Apache Hadoop 0.20.204.0 Release Notes

These release notes cover new developer and user-facing incompatibilities, important issues, features, and major improvements.


Batch hardlinking during “upgrade” snapshots, cutting time from aprx 8 minutes per volume to aprx 8 seconds. Validated in both Linux and Windows. Depends on prior integration with patch for HADOOP-7133.


Added mapreduce.tasktracker.distributedcache.checkperiod to the task tracker that defined the period to wait while cleaning up the distributed cache. The default is 1 min.


Added RPM/DEB packages to build system.


Added a new configuration option: mapreduce.reduce.shuffle.maxfetchfailures, and removed a no longer used option: mapred.reduce.copy.backoff.

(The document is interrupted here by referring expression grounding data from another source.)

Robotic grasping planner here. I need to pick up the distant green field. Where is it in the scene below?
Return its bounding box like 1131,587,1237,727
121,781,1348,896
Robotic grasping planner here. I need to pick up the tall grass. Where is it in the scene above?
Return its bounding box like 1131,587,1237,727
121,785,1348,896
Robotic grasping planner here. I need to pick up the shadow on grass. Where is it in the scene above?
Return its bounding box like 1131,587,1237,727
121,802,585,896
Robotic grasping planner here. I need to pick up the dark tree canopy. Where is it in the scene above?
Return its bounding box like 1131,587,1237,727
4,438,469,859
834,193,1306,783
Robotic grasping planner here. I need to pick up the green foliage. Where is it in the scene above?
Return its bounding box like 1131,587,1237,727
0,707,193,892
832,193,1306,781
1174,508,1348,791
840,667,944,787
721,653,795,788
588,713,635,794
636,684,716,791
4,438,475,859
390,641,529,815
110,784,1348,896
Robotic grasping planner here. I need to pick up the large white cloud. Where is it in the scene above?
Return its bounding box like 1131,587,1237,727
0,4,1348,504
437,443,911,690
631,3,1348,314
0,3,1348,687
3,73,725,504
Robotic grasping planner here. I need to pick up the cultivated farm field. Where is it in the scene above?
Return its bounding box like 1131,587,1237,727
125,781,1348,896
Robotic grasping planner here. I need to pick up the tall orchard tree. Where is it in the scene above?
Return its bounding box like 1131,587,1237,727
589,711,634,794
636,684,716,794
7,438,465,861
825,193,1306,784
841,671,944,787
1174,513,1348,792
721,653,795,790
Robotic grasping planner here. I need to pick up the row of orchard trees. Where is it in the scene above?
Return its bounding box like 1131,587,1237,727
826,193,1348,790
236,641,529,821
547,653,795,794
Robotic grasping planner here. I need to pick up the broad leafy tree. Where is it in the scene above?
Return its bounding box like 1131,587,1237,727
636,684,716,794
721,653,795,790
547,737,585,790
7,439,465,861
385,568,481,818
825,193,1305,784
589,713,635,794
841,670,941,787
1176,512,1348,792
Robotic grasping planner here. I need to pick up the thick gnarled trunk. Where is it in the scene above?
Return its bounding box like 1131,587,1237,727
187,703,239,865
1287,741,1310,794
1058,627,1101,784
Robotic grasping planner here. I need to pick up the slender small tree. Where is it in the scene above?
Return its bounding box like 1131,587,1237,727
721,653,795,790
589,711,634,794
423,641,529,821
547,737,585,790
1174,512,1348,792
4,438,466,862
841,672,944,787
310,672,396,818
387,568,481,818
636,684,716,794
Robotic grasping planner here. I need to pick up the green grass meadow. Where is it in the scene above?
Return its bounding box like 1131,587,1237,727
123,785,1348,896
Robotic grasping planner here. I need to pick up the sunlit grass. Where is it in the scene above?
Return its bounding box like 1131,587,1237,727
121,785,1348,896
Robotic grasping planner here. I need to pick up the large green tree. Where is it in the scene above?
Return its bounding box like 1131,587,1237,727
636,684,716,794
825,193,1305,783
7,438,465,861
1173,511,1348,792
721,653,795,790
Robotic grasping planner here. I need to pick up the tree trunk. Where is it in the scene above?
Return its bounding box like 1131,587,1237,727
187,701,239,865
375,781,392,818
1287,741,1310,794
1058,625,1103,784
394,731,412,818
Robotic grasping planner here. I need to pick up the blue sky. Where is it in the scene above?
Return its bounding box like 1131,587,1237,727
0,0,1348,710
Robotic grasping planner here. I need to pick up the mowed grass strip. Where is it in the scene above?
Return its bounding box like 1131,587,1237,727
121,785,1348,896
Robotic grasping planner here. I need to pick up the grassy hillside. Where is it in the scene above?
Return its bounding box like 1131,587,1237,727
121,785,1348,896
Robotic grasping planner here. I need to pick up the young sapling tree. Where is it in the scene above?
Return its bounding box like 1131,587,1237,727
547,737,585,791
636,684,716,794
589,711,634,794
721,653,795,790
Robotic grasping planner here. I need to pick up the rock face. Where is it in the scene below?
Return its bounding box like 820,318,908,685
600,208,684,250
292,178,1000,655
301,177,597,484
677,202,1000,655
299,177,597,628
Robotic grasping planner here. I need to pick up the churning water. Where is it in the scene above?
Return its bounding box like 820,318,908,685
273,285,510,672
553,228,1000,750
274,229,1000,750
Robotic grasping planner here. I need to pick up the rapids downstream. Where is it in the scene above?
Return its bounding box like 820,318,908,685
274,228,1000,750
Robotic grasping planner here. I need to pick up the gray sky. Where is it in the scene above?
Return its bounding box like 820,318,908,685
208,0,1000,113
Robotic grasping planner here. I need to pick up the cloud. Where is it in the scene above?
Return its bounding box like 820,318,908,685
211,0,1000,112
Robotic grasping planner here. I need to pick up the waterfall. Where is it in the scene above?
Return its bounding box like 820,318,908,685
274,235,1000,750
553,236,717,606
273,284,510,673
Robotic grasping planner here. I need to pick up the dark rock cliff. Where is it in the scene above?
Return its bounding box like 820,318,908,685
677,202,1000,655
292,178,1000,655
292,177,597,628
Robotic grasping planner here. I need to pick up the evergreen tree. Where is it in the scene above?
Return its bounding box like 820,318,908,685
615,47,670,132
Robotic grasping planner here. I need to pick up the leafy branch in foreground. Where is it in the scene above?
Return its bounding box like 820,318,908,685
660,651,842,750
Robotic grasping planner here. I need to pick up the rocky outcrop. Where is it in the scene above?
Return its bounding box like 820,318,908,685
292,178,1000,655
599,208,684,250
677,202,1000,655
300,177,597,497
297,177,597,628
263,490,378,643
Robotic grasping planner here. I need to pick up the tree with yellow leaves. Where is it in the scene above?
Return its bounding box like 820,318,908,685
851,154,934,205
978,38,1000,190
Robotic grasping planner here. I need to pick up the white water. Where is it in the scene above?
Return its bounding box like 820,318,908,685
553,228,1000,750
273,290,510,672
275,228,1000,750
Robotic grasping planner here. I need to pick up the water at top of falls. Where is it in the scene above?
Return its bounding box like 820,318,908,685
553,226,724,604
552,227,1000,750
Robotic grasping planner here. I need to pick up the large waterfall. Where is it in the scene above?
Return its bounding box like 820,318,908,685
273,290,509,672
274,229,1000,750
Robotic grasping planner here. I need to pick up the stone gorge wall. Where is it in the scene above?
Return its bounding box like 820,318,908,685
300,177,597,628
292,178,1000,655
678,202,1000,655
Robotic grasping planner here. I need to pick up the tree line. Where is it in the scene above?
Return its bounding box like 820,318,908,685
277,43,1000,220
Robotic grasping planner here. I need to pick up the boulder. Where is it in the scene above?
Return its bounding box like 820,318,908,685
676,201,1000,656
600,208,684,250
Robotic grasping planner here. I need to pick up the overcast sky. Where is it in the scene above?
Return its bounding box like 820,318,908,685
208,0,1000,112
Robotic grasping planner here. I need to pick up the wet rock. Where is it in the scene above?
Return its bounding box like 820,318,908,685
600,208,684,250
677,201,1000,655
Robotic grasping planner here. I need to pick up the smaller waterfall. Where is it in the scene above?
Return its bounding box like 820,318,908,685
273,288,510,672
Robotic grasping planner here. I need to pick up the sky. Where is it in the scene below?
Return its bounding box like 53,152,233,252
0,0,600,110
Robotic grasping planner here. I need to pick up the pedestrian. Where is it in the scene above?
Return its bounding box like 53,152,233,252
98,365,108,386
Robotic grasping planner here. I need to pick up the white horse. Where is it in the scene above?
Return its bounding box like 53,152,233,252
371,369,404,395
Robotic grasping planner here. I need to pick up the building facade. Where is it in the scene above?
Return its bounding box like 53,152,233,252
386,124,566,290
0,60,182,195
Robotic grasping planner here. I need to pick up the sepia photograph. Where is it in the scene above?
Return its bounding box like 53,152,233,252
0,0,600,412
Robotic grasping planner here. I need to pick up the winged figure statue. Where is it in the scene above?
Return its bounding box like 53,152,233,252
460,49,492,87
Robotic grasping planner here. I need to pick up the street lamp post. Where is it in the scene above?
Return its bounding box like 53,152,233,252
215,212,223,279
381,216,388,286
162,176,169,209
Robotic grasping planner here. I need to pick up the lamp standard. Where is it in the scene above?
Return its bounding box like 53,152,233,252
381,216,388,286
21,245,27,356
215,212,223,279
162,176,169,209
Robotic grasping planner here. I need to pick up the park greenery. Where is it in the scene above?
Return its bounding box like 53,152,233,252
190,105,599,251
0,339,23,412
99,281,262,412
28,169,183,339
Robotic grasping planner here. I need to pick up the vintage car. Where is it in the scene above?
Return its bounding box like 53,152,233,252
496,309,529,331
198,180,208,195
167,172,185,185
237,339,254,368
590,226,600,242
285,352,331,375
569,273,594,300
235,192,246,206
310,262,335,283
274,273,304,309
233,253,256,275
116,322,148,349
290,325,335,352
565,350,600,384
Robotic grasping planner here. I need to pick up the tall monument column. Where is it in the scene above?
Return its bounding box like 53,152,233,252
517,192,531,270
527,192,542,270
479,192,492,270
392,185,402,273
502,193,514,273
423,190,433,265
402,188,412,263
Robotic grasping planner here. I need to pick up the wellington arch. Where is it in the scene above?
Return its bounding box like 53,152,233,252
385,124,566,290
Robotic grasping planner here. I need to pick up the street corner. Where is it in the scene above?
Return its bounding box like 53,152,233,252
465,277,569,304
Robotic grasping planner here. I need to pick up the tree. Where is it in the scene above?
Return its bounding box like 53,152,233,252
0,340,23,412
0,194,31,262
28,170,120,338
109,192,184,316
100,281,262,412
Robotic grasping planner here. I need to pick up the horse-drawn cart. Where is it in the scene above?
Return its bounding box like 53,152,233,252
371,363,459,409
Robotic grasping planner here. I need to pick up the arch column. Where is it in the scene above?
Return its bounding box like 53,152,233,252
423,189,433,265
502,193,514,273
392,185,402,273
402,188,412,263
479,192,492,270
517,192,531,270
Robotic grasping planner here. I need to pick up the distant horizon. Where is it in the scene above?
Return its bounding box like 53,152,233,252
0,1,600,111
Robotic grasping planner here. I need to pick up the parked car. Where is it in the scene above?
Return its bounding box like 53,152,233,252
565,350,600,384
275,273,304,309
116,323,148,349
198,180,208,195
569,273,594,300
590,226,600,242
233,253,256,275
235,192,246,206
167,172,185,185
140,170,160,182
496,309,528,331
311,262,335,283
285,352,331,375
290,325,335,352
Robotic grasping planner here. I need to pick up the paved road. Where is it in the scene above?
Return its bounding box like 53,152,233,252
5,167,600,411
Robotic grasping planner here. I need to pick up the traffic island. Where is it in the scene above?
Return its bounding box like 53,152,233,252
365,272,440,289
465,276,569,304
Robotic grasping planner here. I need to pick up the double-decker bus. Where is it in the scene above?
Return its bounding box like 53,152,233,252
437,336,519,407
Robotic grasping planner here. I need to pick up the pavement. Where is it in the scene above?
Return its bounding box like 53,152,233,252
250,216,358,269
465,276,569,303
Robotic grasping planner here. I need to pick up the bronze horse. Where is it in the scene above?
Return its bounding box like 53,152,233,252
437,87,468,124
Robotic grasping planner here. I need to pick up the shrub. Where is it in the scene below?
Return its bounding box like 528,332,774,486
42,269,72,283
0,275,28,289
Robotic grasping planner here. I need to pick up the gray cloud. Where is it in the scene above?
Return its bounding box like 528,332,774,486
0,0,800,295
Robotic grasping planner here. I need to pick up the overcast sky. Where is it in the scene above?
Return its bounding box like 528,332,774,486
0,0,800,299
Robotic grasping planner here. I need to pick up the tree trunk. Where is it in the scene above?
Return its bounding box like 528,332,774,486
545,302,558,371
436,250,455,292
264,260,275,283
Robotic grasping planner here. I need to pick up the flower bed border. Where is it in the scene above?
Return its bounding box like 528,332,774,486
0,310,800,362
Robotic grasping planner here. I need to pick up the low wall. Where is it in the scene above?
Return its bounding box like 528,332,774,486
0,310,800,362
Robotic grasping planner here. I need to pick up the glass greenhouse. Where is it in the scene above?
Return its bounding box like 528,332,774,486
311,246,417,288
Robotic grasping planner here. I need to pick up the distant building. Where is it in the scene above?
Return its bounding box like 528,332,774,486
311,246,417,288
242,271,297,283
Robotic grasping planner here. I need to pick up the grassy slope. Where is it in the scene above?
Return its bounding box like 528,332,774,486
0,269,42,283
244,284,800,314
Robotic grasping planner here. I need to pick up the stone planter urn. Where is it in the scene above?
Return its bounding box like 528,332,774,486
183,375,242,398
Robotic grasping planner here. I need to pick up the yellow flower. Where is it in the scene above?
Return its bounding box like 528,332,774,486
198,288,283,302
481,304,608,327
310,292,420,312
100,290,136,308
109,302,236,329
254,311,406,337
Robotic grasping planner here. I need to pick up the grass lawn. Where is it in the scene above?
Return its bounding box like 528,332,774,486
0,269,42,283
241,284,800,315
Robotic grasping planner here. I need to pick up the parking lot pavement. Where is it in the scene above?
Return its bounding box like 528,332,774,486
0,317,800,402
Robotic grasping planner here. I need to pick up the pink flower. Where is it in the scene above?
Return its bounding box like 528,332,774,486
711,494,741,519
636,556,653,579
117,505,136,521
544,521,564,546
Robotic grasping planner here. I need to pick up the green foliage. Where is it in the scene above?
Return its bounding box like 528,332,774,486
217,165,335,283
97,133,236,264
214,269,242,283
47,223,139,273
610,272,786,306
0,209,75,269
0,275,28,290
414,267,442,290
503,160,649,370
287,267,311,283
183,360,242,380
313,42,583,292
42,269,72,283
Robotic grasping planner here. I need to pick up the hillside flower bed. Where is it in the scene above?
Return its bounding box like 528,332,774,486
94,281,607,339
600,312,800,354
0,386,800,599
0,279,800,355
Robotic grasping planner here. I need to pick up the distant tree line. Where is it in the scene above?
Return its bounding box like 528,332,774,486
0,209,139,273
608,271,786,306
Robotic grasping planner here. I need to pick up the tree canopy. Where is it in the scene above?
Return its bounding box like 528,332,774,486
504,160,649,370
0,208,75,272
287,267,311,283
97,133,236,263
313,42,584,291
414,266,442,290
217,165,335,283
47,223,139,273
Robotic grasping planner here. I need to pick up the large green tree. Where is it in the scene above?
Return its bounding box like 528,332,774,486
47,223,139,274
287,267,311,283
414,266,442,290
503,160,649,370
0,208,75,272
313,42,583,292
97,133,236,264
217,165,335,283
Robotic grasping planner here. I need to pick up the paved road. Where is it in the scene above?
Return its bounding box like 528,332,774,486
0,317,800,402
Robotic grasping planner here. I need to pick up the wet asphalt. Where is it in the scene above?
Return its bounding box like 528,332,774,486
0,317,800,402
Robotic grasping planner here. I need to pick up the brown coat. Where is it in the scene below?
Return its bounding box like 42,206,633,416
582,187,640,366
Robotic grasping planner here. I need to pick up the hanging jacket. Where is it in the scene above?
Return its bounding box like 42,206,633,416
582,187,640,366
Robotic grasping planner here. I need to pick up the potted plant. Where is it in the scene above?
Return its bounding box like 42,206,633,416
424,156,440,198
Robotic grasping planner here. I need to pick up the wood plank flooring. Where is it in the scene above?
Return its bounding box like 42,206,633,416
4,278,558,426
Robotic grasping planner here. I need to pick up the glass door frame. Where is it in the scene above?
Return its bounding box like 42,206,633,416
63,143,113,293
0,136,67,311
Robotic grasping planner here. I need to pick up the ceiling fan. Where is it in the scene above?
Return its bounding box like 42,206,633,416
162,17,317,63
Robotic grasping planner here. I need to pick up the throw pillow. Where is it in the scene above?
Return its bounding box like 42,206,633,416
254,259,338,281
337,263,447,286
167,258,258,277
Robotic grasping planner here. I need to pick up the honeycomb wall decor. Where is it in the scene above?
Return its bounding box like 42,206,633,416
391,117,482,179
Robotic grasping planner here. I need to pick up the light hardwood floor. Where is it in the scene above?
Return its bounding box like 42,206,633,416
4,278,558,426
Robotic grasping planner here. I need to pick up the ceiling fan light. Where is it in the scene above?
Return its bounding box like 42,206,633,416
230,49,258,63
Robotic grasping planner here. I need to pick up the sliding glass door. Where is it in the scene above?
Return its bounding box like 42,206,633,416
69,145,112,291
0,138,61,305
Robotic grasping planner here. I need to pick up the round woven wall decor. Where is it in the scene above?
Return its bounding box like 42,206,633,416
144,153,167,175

Added 2 new config parameters:

mapreduce.reduce.shuffle.catch.exception.stack.regex mapreduce.reduce.shuffle.catch.exception.message.regex


Test case TestHdfsProxy.testHdfsProxyInterface has been temporarily disabled for this release, due to failure in the Hudson automated test environment.


Fixed a race condition in writing the log index file that caused tasks to ‘fail’.


Removed duplicate chmods of job log dir that were vulnerable to race conditions between tasks. Also improved the messages when the symlinks failed to be created.